Il convient donc, sans qu’il y ait lieu d’annuler l’ordonnance du 23 septembre 2020, dont la validité n’est pas affectée, d’infirmer la décision attaquée, de rétracter l’ordonnance du 23 septembre 2020 et de désigner la SELARL BCM, prise en la personne de Maître Bauland, en qualité de mandataire ad’hoc exclusivement aux fins de voter en lieu et place de M. X A, à titre personnel ou ès-qualités de représentant légal des sociétés concernées par ledit protocole, aux assemblées générales nécessaires à la réalisation des opérations de
partages décrites aux articles I à XII du protocole d’accord de partage du groupe TWF en date des 5 et 8 février 2018, conformément aux engagements souscrits par ce dernier aux termes dudit protocole.
La décision sera déclarée opposable à la SELARL C-F, prise en la personne de Maître C, désigné en qualité d’administrateur provisoire de la société TWF, pour qu’il en soit tiré toute conséquence de droit quant à la procédure de convocation des assemblées générales concernées par le remplacement de M. X A pour l’exercice de son droit de vote.
La demande de dommages et intérêts pour procédure abusive et injustifiée formée par les intimés :
L’appel étant pour partie justifié dans la mesure où la décision initiale ayant servi de support à l’ordonnance attaquée est rétractée, il n’y a pas lieu de considérer la procédure comme étant abusive et injustifiée.

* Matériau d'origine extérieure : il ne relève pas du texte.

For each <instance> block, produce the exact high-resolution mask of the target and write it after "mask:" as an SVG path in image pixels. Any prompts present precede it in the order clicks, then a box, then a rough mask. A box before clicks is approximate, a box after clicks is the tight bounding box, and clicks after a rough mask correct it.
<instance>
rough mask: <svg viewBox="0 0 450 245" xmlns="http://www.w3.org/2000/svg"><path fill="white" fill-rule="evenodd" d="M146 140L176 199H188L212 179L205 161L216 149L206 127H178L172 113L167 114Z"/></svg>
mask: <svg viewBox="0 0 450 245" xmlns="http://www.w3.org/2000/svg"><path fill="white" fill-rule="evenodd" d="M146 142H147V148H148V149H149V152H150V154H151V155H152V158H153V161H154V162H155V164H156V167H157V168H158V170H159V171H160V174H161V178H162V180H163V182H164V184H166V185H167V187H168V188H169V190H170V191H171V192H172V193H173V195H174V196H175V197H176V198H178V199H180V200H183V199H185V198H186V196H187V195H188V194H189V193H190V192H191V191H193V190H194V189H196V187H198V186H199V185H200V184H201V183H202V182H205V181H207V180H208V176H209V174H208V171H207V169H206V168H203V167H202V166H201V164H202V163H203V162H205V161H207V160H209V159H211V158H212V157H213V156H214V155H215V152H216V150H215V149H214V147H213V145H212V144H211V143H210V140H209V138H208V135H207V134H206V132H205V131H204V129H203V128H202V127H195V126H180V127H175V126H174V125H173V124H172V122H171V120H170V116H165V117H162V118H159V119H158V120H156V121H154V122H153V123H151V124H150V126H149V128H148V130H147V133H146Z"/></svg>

L’article 700 du code de procédure civile :
La décision sera infirmée.
En équité, il n’y a pas lieu de faire droit aux demandes formées à ce titre par les parties.
Les dépens :
Succombant pour grande partie dans ses prétentions, X A sera condamné aux dépens de première instance et d’appel avec recouvrement direct au profit de la SELARL C-F ès-qualités.
PAR CES MOTIFS :
Statuant publiquement et par arrêt contradictoire ;
Dit n’y avoir lieu à annuler l’ordonnance de référé rendue par le président du tribunal de commerce de Reims le 13 janvier 2021.
Infirme cette décision.
Statuant à nouveau ;
Rétracte l’ordonnance sur requête rendue par le président du tribunal de commerce de Reims le 23 septembre 2020.
Désigne la SELARL BCM, prise en la personne de Maître Bauland, en qualité de mandataire ad’hoc aux fins exclusives, par application du paragraphe XI Exécution du protocole d’accord, de voter en lieu et place de M. X A, à titre personnel ou ès-qualités de représentant légal des sociétés concernées par ledit protocole, aux assemblées générales nécessaires à la réalisation des opérations de partages décrites aux articles I à XII du protocole d’accord de partage du groupe TWF en date des 5 et 8 février 2018, conformément aux engagements souscrits par ce dernier aux termes dudit protocole.
Déclare opposable la présente décision à la SELARL C-F, prise en la personne de Maître C, précédemment désigné en qualité d’administrateur provisoire de la société TWF.
Déboute les parties de leurs autres demandes.
Condamne X A aux dépens de première instance et d’appel avec recouvrement direct au profit de la SELARL C-F ès-qualités.